İç mimari eğitimi için uzun yıllarımı geçirdiğim New York’ta bugün yaşanmakta olan olumsuz gelişmenin ne yazık ki birkaç yıl içinde Bodrum ve Çeşme’de de aynen yaşanacağını ve bu olduğu takdirde bu iki güzel beldenin var olma koşullarının zorlanacağını Bodrum’a yerleşmiş arkadaşlarıma yazdım ve 8 ağustos ile 15’i arası orada olacağımı ve bir veya gerekirse birkaç gece oturup konuşmamız gerektiğini söyledim. Bu gecelerimizi ‘Bodrum nasıl kurtulur’ zirvesi olarak nitelendirebileceğimizi ve herkesin konuya katkısı olabilecek tanıdıklarını o gecelere davet etmesini söyledim.
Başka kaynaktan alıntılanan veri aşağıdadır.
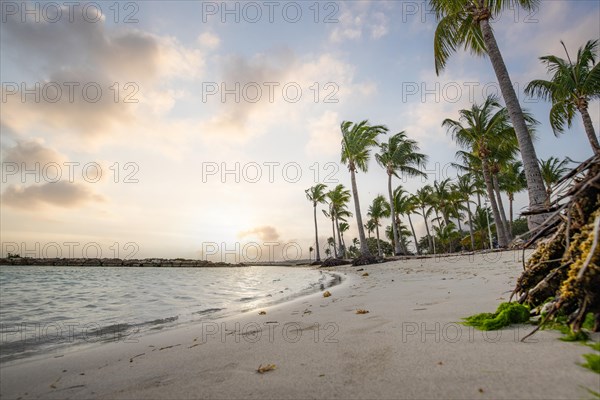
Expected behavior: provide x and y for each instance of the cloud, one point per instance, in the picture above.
(359, 19)
(265, 233)
(324, 134)
(209, 40)
(92, 80)
(59, 194)
(31, 151)
(322, 80)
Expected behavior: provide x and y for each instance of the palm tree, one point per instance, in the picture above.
(399, 154)
(378, 210)
(331, 215)
(422, 201)
(316, 194)
(343, 227)
(441, 193)
(553, 169)
(370, 227)
(572, 87)
(357, 140)
(338, 198)
(467, 22)
(485, 130)
(512, 181)
(404, 204)
(465, 188)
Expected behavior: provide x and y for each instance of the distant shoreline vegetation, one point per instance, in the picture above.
(114, 262)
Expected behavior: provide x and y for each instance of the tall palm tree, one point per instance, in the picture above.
(441, 192)
(467, 22)
(482, 129)
(379, 209)
(465, 189)
(330, 214)
(338, 198)
(316, 194)
(512, 181)
(404, 204)
(357, 141)
(572, 87)
(343, 227)
(400, 154)
(552, 170)
(422, 200)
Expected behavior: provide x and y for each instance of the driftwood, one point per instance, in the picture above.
(565, 263)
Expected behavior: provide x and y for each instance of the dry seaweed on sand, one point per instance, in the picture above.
(505, 315)
(265, 368)
(565, 263)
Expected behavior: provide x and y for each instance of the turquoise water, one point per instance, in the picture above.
(45, 308)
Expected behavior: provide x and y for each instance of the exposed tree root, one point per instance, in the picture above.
(565, 263)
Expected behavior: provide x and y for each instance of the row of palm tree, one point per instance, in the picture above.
(490, 136)
(466, 23)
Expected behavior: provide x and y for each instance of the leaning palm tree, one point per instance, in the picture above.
(343, 227)
(404, 204)
(467, 23)
(572, 87)
(357, 141)
(512, 181)
(400, 154)
(465, 187)
(483, 129)
(316, 194)
(552, 170)
(422, 201)
(378, 210)
(338, 198)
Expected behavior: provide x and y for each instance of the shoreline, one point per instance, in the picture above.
(409, 345)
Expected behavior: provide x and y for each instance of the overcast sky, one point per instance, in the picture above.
(182, 129)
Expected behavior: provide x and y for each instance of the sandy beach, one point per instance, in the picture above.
(409, 345)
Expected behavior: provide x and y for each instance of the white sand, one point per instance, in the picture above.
(409, 345)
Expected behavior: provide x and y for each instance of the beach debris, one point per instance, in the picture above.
(266, 368)
(565, 266)
(506, 314)
(169, 347)
(53, 384)
(137, 355)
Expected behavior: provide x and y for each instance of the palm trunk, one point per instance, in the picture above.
(502, 241)
(589, 130)
(333, 236)
(400, 237)
(535, 185)
(471, 225)
(316, 233)
(412, 228)
(378, 245)
(511, 198)
(427, 228)
(394, 225)
(341, 246)
(364, 249)
(501, 206)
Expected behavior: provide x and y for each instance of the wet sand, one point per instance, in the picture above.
(409, 345)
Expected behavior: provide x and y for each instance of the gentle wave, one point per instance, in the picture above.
(49, 308)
New York çok yakın zamana kadar dünya sanatının ve yaratıcı düşüncenin merkezi gibiydi. Deneysel olmaktan korkmayan ve değişik konularda cesur düşünebilen yaratıcı insanlar nispeten yapılabilir koşullarda yaşayabildiğinden Manhattan bir süre yaratıcı düşüncenin merkeziydi sanki. Ancak sonra hem ev fiyatları hem de yaşam koşulları çok pahalı oldu. Ve çoğu henüz kariyerinin başında olan bu yaratıcı insanlar Manhattan’da yaşayamaz oldu. Onlar için Manhattan’da olmak önemliydi çünkü aynı yaratıcı dili konuştukları, aynı şeyi düşünen insanlar hep oradaydı yani yaratmak için gerekli ortam vardı. Ama sonra artık yaşanması imkansız olduğundan bu bölgeden göç etmek zorunda kaldılar. Çoğu ya Brooklyn’e ya da tamamen başka şehre göç etti. Manhattan’ın eski yaratıcılık fonksiyonu ve özellikle sanat merkezi konumu bitmeye başladı.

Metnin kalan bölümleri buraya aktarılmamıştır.